# SimpleMill Engine



## kiwi2 (Jul 8, 2014)

Hi,
    I've finally finished a project I started last year. It started off as an Elmer's Mill Engine but ended up something completely different.
I'm not a great fan of the plate type valve system so I decided to replace it with a valve spool type. Then I found that I just couldn't get the cross slide to operate without binding. It needs to be crack on in terms of alignment with the flywheel and piston if the shuttle is a close sliding fit. So, I decided to try running it without the cross slide. It worked fine. I also dispensed with the piston rod seal, and relied on a close sliding fit between the piston rod and a fairly beefy cylinder head. Again, that worked fine as well. The engine will run on less than 3psi air pressure. 
I realised at the end that I had finished up with a double acting steam engine which was about as simple as you could make.
I have therefore done a set of drawings with accompanying notes which I hope will be of use to relative newcomers who are looking for a project to follow on from a single acting engine.
I know it's not the greatest looking engine, but it is about as simple as it's possible for a double acting machine to be. 

Regards,
Alan C.
P.S. I've tried attaching the drawings and notes but no luck. I'll try again later.


----------



## kiwi2 (Jul 8, 2014)

What am I doing wrong. When I try to upload the pdf files, I get a message saying the site is down or busy.
Alan C.


----------



## kiwi2 (Jul 8, 2014)

Managed to attach a couple of photos. No joy with the drawings or notes. I'll try again tomorrow.
Alan C.


----------



## kiwi2 (Jul 8, 2014)

With any luck the drawings and notes should be attahed.

Alan C. 

View attachment Drawings.pdf


View attachment Notes.pdf


----------



## johnmcc69 (Jul 8, 2014)

Very nice work Alan!

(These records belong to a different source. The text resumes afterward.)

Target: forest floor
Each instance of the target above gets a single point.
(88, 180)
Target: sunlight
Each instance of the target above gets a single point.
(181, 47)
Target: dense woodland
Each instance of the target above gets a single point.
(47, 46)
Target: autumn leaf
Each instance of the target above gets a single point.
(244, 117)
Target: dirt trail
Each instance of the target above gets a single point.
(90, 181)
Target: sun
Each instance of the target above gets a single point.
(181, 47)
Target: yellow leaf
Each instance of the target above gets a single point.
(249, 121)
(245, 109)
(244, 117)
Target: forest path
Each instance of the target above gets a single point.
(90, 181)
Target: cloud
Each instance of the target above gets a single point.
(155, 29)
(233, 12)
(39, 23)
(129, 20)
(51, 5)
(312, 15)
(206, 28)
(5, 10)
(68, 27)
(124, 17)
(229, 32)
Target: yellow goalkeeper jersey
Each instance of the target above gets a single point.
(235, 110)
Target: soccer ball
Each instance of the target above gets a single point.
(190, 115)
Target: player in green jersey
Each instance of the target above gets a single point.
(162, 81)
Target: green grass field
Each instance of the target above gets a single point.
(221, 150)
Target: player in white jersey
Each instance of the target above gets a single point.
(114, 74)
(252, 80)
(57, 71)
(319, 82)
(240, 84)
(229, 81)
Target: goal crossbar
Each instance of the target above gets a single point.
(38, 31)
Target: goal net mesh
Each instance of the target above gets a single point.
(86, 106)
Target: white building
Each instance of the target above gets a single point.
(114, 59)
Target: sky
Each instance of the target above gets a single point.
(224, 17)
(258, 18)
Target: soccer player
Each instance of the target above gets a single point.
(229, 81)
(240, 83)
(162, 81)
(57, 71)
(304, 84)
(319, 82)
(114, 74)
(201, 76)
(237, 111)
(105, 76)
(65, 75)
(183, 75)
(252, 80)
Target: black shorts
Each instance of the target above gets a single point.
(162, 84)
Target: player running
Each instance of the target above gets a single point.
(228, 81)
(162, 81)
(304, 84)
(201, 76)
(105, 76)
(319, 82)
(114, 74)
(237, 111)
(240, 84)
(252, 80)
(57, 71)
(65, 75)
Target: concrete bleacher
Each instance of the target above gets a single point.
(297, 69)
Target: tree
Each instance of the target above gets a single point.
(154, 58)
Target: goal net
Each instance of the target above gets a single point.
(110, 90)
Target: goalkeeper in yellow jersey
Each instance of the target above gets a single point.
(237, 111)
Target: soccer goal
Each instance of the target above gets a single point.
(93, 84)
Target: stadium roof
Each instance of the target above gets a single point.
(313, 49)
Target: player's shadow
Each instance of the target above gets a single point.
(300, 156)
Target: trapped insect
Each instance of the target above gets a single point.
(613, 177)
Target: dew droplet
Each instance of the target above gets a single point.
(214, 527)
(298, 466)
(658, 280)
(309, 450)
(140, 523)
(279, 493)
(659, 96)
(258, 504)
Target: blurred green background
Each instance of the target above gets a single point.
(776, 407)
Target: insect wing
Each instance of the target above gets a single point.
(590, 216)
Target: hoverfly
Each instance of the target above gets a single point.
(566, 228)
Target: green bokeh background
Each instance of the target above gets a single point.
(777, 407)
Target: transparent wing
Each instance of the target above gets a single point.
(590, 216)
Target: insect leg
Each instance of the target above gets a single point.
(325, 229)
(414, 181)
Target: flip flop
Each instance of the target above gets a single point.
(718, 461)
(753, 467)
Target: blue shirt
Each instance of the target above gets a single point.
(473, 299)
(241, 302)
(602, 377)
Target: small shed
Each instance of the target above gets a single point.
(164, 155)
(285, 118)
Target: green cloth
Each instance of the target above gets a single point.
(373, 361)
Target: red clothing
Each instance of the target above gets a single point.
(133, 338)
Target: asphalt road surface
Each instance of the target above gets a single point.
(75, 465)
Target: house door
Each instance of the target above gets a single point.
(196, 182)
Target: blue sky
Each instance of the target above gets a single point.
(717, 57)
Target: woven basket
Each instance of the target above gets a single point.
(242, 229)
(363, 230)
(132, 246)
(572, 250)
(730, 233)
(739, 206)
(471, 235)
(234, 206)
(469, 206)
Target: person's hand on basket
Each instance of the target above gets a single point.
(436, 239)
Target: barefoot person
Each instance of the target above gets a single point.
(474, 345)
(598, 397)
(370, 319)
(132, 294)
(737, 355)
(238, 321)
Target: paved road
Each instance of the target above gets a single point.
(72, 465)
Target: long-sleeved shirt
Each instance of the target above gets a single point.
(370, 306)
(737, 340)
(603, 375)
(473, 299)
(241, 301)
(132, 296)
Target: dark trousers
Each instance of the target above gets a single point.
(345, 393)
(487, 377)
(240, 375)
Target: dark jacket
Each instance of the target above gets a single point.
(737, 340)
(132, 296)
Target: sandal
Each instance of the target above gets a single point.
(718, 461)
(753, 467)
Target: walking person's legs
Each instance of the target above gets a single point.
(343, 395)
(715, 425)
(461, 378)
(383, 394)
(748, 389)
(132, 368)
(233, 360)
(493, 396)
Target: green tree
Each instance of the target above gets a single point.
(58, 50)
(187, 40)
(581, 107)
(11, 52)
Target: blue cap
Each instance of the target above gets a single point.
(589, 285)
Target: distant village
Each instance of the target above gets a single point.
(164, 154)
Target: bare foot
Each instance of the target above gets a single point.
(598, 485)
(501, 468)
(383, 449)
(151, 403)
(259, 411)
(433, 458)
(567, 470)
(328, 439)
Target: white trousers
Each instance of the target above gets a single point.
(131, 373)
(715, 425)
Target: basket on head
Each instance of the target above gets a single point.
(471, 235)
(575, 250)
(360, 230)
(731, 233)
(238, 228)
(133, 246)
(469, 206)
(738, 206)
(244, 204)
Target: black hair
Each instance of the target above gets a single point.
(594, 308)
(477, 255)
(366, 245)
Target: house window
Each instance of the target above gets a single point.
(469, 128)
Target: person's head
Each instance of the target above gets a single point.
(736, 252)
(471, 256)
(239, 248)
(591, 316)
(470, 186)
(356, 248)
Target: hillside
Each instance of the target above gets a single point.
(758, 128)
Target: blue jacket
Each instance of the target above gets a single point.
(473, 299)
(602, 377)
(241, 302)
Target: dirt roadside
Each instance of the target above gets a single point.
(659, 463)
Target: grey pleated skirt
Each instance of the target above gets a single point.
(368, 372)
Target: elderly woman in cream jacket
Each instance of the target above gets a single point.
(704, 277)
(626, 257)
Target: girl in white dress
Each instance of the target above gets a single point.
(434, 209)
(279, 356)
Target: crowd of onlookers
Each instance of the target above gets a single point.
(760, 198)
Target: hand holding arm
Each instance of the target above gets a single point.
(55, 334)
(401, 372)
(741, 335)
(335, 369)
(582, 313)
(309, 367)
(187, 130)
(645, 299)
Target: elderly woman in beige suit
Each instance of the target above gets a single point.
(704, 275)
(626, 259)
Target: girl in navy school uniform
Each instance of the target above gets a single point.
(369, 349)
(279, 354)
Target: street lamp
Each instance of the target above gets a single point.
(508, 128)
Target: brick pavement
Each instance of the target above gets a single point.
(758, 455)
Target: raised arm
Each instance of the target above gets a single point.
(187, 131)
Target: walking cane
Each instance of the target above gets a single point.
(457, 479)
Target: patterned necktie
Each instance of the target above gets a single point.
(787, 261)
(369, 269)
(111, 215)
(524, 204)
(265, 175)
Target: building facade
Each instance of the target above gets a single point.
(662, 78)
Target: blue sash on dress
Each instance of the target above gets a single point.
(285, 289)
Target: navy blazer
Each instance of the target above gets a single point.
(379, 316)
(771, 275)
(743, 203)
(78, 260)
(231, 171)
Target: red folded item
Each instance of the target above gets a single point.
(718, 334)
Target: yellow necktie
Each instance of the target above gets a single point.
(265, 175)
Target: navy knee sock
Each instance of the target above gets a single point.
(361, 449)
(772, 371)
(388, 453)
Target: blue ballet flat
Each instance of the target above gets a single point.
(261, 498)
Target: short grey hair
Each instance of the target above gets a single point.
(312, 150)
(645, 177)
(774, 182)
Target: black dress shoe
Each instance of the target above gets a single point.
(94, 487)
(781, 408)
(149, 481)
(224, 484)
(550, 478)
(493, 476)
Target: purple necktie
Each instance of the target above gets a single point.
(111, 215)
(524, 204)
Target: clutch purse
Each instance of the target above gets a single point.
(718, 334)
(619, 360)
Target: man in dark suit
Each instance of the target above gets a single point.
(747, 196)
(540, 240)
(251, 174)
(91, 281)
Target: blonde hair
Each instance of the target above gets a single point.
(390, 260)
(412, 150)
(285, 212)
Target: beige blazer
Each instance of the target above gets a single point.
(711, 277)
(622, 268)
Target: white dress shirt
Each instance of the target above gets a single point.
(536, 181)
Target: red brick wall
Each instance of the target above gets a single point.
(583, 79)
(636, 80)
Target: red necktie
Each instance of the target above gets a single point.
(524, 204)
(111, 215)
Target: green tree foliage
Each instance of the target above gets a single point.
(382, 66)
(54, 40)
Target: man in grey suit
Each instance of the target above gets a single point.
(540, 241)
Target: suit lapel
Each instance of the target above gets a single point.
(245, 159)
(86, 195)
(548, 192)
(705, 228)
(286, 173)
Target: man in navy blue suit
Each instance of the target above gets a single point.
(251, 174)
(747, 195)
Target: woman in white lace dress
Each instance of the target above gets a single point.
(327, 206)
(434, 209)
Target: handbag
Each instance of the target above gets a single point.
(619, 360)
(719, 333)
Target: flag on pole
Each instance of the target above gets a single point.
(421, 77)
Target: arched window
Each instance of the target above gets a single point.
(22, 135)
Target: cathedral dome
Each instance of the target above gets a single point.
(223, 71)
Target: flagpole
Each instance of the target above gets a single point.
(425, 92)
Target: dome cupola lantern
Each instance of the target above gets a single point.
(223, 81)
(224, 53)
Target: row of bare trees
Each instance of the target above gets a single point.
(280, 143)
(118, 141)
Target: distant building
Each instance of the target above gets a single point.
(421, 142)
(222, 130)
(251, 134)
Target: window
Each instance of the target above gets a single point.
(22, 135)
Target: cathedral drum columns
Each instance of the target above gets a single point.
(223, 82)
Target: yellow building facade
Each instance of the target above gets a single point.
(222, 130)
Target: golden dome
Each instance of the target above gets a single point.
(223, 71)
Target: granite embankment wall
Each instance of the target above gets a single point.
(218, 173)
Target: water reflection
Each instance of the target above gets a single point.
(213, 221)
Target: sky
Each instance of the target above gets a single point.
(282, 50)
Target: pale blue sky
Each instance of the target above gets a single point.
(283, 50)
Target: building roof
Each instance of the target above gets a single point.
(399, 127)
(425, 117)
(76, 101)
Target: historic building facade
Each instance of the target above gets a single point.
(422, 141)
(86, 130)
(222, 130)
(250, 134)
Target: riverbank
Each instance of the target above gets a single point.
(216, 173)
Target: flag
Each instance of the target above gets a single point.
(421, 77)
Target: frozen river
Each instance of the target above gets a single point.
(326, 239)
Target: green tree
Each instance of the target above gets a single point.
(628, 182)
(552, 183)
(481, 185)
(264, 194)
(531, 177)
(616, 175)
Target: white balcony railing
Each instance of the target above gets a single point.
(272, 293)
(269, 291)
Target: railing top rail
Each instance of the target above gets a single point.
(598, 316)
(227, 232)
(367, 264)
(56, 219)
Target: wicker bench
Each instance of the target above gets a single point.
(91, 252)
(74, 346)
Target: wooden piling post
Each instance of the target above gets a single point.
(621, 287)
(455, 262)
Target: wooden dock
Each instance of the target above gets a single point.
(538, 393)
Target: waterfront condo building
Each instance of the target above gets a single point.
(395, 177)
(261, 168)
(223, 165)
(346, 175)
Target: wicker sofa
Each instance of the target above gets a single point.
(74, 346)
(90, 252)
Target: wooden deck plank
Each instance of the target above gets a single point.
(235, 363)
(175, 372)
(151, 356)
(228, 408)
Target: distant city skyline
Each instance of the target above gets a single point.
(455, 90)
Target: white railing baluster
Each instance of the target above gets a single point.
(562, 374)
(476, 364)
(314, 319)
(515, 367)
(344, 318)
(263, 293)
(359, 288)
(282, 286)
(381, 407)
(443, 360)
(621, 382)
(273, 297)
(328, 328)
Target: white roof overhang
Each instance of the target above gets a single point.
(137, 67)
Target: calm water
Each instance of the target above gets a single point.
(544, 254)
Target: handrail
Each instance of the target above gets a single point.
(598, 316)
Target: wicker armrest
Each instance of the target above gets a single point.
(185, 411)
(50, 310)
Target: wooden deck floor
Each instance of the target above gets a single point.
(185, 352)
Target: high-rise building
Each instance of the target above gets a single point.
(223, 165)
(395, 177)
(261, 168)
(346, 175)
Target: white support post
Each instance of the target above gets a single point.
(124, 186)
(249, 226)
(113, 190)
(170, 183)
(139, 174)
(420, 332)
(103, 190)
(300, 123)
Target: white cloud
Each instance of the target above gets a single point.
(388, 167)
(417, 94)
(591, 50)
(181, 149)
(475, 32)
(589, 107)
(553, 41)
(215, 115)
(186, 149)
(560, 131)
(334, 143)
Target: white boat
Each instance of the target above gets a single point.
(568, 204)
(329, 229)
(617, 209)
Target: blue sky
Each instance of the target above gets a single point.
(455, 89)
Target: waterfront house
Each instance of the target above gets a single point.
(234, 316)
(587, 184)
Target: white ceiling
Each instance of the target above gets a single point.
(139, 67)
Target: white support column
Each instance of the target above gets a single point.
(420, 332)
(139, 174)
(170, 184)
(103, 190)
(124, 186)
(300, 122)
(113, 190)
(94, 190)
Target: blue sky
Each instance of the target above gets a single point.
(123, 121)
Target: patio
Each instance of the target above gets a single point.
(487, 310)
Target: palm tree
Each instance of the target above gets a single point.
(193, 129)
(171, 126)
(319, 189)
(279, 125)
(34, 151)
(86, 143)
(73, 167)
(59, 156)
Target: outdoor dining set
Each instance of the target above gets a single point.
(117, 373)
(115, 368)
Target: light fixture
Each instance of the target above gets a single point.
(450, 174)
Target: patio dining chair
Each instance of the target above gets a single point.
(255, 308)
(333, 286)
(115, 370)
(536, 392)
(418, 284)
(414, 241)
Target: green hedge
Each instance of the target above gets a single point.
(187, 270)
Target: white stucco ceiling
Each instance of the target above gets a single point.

Thanks for sharing it!

  John


----------



## Hrcoleman66 (Aug 10, 2014)

Elegant in it's simplicity Alan.  And very pretty too.

Cheers,

Hugh


----------



## kiwi2 (Aug 12, 2014)

Thanks Hugh. I'm not so sure about the appearance. I was hoping someone would have a go at making it and come up with a better look. I don't think anyone has downloaded the plans yet. Do you think it would make a difference if I posted them to the Plans forum as well?

Regards,
Alan C.


----------



## Swifty (Aug 12, 2014)

Alan, I don't know what you are worried about, it looks fine to me. You could have a dozen people build this and come up with a dozen different looking engines, everyone puts their personal ideas into their build.

Paul.


----------



## Hrcoleman66 (Aug 12, 2014)

I have downloaded them Alan!

And have added this to my list of Must Builds.  

I agree, different builders will give this design different slants, and why not.  I lends itself a lot more to cosmetic variation than a more mainstream design would.

Cheers,

Hugh


----------



## kiwi2 (Aug 13, 2014)

Thanks Hugh. I was starting to wonder if nobody was going to have a crack at building the engine.

Regards,
Alan C.


----------